I think Tracker behaves the same way in gnome-land.

 How does nepomuk know when to do it's thing, how can I tweak what it does and
 how can I discover why it feels it necessary to reindex my entire maildir when
 surely it has a perfectly valid index already from just before I shut down?

I am pretty sure it is tied to your KDE user session, and not running
as a system daemon in the background. Perhaps you can suspend it via
some autostarting script, and then resume it after whatever amount of
time you're comfortable with.

Looking in here:
http://api.kde.org/4.5-api/kdebase-runtime-apidocs/nepomuk/html/classNepomuk_1_1IndexScheduler.html

In the indexing speed settings, it says:

enum Nepomuk::IndexScheduler::IndexingSpeed

Enumerator:
FullSpeed   Index at full speed, i.e. do not use any artificial delays.
This is the mode used if the user is away.

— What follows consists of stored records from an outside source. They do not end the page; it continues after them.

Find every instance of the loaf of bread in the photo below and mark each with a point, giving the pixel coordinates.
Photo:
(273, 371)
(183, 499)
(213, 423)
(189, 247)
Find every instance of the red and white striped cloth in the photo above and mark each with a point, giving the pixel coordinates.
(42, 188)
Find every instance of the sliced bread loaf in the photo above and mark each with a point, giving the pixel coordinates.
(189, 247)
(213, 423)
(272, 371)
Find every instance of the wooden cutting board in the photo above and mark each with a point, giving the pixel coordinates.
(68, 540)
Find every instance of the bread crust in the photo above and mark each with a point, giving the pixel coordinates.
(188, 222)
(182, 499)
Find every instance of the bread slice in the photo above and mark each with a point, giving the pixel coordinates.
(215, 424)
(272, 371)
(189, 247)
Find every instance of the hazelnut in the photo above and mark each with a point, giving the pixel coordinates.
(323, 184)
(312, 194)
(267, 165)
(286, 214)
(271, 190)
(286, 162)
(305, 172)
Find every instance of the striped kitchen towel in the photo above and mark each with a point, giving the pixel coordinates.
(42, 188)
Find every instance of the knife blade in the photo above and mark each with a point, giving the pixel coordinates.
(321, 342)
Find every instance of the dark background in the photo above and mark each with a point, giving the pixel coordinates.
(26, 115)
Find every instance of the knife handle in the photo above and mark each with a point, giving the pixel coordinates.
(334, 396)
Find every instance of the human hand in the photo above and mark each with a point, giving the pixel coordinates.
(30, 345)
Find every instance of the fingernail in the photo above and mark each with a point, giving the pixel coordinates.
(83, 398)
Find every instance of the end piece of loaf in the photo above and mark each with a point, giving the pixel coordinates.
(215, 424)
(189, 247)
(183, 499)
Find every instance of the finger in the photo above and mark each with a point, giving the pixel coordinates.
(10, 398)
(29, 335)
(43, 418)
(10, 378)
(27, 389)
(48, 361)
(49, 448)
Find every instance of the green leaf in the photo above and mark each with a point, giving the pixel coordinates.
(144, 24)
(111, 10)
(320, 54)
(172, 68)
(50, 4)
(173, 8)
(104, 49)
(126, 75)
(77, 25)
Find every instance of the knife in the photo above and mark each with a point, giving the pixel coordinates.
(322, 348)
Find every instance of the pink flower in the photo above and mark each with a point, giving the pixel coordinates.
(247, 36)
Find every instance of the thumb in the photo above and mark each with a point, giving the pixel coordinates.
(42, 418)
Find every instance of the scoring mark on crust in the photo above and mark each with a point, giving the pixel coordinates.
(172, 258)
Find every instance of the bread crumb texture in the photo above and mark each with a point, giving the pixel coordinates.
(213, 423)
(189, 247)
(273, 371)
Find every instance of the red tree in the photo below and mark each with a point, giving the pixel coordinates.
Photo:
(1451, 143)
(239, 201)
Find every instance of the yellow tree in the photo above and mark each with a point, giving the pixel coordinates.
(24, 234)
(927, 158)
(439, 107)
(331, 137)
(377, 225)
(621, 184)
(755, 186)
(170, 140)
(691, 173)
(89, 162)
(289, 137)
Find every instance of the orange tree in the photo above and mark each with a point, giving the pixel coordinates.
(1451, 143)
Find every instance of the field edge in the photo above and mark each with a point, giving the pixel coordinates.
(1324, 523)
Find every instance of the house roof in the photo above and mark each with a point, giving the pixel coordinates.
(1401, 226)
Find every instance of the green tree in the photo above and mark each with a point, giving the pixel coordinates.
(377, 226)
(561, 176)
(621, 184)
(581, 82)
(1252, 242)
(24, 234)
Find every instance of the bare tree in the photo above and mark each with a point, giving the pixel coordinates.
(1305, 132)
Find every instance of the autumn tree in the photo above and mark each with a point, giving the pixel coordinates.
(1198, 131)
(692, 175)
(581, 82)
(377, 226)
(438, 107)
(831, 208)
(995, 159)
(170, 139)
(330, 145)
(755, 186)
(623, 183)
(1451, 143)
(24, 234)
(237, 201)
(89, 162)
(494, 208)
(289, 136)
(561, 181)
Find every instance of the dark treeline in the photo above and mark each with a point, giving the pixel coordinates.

ReducedSpeedReduce the indexing speed mildly.
This is the normal mode used while the user works. The indexer
uses small delay between indexing two files in order to keep the load
on CPU and IO down.

SnailPace   Like ReducedSpeed delays are used but they are much
longer to get even less CPU and IO load.
This mode is used for the first 2 minutes after startup to give
the KDE session manager time to start up the KDE session rapidly.


So based on that, for the first 2 minutes after KDE starts it should
be using the least aggressive indexing speed (but indexing
nevertheless).

(Personally I've always had all that indexing/social-semantic-desktop
stuff disabled completely.)



Re: [gentoo-user] Nepomuk indexing, what triggers it?

2010-11-19 Thread BRM
- Original Message 

 From: Paul Hartman paul.hartman+gen...@gmail.com
 To: gentoo-user@lists.gentoo.org
 Sent: Fri, November 19, 2010 11:31:39 AM
 Subject: Re: [gentoo-user] Nepomuk indexing, what triggers it?
 
 On Fri, Nov 19, 2010 at 9:17 AM, Alan McKinnon alan.mckin...@gmail.com  
wrote:
  Hi all,
 
  Haven't had much luck finding this  info:
 
  If I reboot this machine and start KDE, Nepomuk starts a  rather long-lived
  index of my home directory. It takes up about 30-40%  cpu and lasts as much 
as
  15 minutes sometimes. This is annoying because  after a reboot I usually 
want
  to catch up on mail, rss feeds and fire up  VirtualBox. So nepomuk is just
  wasting my time at this point.
 
 My  /guess/ is that it scans every time you restart to be sure nothing
 changed  while it was shutdown. It doesn't know if you've dual-booted,
 logged into  xfce, mounted the disk in another machine, had fsck remove
 files,  etc.
 
 I think Tracker behaves the same way in gnome-land.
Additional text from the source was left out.